Eventually, the Natterbiest starts to complain in English rather than just hissing, and they have to get up to investigate. The man seems dazed and confused when they talk to him, like he doesn’t know exactly where he is. They figure out that he has dementia and has not been taking his medicine; this is a more complicated answer than Nick was hoping for, so he asks Monroe to go home while he gets everything sorted out with the station. Monroe shouldn’t be around when the cops start crawling around, anyhow.

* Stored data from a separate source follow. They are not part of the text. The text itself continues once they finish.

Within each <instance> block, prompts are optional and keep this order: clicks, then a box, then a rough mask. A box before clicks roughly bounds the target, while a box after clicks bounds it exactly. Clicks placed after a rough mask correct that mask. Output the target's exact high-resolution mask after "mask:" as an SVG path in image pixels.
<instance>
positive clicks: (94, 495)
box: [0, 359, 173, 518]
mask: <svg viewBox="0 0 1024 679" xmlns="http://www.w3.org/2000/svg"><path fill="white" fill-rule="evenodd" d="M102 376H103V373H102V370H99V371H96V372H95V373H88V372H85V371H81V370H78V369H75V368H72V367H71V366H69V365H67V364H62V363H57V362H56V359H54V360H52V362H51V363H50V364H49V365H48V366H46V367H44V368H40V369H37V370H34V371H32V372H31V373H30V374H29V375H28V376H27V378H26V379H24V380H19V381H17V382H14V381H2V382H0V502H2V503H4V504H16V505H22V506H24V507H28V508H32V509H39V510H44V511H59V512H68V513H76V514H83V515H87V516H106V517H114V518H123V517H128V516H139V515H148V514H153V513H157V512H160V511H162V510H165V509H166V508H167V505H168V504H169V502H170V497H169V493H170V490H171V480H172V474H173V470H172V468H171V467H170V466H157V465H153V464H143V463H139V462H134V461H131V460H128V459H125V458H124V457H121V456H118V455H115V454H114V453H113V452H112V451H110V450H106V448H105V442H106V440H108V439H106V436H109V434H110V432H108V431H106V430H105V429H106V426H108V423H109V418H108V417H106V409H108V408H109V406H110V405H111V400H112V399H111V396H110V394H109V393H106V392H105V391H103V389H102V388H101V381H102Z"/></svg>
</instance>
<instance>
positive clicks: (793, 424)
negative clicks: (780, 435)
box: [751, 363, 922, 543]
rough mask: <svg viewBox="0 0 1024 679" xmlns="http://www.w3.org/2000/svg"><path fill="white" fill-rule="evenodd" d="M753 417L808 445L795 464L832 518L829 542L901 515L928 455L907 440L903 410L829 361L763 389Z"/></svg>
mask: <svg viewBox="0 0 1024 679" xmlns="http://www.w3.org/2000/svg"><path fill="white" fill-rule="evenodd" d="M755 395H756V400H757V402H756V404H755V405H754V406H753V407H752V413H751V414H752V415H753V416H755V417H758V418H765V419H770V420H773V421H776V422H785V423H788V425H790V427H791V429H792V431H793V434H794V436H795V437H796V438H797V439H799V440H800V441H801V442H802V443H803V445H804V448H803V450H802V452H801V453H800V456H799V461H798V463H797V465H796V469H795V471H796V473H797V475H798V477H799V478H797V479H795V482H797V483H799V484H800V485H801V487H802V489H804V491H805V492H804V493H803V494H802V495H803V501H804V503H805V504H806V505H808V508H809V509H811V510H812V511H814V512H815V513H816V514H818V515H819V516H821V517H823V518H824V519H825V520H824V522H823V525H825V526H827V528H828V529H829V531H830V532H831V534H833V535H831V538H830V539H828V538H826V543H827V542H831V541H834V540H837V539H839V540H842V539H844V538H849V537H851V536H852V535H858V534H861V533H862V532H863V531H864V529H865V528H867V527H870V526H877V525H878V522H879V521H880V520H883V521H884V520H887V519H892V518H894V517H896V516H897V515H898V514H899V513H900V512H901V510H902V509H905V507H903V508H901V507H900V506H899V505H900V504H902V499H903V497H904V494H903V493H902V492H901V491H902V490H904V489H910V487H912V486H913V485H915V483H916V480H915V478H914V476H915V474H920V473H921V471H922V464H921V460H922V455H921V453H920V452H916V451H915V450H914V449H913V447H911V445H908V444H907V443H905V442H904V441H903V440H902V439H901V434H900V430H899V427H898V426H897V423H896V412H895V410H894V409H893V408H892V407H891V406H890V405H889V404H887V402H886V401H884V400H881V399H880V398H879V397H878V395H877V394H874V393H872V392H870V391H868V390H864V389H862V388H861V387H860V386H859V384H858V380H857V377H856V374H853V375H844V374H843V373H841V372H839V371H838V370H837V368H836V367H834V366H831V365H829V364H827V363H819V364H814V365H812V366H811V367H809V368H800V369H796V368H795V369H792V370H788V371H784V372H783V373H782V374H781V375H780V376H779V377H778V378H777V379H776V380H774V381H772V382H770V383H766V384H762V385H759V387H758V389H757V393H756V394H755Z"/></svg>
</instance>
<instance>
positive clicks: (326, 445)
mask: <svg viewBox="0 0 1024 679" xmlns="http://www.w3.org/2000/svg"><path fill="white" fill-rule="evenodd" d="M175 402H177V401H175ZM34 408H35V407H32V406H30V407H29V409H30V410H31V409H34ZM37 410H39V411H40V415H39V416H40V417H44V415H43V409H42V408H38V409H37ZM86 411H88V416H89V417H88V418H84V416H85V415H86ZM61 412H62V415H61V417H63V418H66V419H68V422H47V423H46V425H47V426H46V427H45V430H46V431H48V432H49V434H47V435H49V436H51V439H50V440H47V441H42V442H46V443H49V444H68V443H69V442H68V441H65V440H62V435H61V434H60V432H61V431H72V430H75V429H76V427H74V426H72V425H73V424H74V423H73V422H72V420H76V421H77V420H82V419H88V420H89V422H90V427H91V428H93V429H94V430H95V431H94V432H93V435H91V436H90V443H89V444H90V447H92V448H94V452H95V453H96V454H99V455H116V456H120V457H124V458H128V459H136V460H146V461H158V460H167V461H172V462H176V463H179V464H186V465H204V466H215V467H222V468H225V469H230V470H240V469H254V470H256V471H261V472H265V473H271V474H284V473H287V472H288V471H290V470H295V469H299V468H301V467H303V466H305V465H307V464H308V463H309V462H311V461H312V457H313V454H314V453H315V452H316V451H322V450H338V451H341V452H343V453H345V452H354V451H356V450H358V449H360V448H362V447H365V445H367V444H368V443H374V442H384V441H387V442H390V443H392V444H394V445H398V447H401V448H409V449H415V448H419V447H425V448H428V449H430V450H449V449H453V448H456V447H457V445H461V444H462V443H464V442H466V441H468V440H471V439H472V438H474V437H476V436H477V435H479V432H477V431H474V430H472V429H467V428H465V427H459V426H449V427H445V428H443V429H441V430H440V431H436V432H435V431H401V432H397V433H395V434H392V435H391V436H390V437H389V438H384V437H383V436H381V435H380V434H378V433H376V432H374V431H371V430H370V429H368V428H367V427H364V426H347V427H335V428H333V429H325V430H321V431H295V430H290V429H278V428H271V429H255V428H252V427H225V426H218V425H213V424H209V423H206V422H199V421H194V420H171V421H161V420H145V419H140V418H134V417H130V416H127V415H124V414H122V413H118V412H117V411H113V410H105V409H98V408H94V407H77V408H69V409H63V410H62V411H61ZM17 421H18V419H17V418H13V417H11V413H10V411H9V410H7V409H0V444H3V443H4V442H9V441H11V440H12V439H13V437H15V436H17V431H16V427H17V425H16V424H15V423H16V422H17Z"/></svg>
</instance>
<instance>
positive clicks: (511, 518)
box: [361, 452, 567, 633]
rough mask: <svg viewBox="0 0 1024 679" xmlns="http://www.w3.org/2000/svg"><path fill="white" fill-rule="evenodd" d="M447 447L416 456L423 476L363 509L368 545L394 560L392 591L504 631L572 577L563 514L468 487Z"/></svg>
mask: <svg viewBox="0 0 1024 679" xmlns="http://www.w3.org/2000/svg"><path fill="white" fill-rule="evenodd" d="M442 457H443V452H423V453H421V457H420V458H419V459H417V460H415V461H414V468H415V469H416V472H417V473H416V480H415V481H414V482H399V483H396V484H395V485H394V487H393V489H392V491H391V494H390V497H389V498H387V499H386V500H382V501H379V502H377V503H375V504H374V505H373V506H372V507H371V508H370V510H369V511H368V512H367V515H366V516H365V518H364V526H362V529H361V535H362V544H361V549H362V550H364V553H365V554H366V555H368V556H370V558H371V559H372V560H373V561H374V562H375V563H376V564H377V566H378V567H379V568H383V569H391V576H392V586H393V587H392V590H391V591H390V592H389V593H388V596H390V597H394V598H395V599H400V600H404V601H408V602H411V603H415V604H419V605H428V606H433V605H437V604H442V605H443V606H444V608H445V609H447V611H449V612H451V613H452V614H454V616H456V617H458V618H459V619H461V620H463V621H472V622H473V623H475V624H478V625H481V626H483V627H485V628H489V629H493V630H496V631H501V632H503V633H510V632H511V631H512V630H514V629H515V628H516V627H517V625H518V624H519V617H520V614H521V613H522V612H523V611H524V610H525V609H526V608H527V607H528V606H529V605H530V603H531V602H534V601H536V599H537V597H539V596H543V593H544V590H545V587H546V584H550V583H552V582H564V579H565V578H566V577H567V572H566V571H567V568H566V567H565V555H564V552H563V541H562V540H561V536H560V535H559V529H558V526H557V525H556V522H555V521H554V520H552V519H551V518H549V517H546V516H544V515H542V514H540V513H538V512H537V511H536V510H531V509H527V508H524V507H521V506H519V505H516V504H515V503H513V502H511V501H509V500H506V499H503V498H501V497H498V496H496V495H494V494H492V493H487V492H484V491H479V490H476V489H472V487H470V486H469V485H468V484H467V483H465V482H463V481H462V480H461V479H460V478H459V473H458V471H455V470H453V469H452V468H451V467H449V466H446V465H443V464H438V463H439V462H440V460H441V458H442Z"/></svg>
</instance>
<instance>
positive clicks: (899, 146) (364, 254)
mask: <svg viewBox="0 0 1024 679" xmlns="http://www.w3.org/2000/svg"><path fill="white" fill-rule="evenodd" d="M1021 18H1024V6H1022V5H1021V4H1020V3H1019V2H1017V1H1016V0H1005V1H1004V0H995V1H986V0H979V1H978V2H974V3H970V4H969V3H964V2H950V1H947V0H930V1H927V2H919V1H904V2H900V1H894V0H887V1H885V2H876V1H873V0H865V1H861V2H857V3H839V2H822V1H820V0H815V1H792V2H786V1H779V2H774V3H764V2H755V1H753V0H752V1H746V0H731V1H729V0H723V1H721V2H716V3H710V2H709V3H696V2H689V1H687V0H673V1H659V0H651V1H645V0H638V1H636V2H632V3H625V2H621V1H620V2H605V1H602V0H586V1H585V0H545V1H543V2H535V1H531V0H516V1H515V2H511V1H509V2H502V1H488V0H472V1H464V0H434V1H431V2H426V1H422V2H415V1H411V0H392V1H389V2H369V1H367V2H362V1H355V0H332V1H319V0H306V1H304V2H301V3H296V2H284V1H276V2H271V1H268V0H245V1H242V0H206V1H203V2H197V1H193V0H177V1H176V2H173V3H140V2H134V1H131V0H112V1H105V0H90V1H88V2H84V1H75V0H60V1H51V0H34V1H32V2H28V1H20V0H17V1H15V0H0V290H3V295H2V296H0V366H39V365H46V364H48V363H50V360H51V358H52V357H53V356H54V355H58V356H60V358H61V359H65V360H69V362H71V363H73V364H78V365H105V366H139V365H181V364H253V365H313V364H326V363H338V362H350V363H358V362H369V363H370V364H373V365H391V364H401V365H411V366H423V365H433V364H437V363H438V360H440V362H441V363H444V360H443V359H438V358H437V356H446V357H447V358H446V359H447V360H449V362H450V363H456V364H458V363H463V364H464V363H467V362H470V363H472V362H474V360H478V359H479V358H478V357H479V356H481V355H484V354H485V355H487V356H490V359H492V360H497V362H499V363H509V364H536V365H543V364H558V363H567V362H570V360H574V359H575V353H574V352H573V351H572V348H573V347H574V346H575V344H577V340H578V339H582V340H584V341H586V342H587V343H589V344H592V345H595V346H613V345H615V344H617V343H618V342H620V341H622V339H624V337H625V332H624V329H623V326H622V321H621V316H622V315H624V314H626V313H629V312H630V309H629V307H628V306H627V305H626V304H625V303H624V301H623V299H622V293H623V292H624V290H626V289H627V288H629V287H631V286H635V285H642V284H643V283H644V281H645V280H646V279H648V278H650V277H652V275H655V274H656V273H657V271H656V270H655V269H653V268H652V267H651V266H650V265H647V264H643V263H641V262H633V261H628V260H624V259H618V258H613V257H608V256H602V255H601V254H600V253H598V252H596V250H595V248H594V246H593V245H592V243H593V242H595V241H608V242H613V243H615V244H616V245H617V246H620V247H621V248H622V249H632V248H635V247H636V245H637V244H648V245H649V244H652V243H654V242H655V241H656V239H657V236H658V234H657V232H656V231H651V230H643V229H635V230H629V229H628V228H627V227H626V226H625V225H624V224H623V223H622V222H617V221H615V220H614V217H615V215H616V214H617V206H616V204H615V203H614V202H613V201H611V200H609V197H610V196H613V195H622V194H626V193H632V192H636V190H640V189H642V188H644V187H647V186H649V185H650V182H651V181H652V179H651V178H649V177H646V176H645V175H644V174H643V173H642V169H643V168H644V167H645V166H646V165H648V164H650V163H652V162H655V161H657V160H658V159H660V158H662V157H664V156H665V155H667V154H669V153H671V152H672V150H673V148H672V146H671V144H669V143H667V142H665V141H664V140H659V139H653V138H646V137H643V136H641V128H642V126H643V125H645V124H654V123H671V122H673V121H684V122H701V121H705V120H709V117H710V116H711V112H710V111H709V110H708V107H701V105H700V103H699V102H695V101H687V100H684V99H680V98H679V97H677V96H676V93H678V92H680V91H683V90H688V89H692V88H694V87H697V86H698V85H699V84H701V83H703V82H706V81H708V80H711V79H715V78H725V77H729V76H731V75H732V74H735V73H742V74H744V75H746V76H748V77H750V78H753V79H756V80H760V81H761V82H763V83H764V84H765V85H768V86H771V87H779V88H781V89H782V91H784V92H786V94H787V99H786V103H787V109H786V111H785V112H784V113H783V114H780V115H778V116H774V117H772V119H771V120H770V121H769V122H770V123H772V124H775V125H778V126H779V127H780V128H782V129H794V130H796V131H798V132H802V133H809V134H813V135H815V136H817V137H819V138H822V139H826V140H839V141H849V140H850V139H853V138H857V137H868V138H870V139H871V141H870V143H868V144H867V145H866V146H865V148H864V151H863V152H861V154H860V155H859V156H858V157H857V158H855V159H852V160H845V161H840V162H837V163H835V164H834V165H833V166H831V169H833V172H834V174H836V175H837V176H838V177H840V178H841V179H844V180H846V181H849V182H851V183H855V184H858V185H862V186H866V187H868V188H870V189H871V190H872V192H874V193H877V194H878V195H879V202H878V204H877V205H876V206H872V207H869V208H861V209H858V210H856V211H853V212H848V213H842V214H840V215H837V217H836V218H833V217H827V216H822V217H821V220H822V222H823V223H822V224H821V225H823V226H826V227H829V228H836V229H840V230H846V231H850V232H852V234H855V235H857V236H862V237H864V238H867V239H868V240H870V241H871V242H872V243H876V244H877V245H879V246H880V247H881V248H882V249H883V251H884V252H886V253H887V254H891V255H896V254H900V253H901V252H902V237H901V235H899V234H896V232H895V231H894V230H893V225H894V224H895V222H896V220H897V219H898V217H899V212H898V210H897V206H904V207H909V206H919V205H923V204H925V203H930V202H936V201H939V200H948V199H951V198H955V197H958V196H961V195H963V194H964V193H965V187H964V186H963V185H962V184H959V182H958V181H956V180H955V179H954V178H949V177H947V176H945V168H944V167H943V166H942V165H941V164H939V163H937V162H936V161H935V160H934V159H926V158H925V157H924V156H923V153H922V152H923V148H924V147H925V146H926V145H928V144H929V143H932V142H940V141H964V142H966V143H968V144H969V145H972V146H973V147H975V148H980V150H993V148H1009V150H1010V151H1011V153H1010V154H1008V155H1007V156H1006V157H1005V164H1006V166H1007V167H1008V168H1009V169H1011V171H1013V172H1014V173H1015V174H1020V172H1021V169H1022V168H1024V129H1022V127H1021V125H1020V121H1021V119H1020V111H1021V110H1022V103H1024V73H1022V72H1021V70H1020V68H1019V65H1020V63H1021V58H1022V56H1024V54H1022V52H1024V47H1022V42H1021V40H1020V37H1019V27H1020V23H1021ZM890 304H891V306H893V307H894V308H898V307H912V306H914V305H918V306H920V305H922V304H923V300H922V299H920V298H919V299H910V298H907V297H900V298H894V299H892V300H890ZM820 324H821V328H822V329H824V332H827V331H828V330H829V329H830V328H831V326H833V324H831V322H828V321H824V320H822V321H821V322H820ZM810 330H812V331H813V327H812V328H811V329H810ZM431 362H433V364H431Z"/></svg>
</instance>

“That’s fine,” Monroe agrees. “But you can’t go away again, man. Come see me tonight.” It’s an order, not a request.
Nick nods. “I will.”
And he does.
Monroe makes him dinner. They don’t talk much during the meal, but Nick does crash on Monroe’s couch. When he wakes up Monroe is already doing in the middle of his Pilates session in his office and there’s a note on the coffee table telling Nick to help himself to breakfast. Monroe joins Nick as the detective is just digging in to his jam-and-toast, and this meal goes a little better. Monroe doesn’t mention the dark circles under Nick’s eyes and Nick doesn’t mention the fact that Monroe has a matching pair.
Neither one of them is angry. They’re both more than a little sad, but the loneliness Nick has been grappling with has been somewhat alleviated. He wants to ask how Monroe has been doing, if Nick’s absence has really been such a strain. He doesn’t know how to ask Monroe such things, though. He only knows the man’s favorite color out of irony, after all. Perhaps he should learn.
Nick still flinches for a few months when he comes across Wesen in the street, but the desire to constantly keep a medieval weapon on his person is gone. He knows it will be long time before he stops feeling so ambivalent towards them, but he’s working on it. He knows, too, that he cannot afford to isolate himself despite his grief. He’ll always love and miss Juliette but she would not want him to destroy himself over her. He makes sure to go out with Hank and Wu whenever they ask, and he makes doubly sure to spend time with Monroe even when the Blutbad doesn’t ask. Nick knows who he’s important to and what he has to lose. If he keeps these things in mind, someday he’ll be okay again. And he won’t be alone.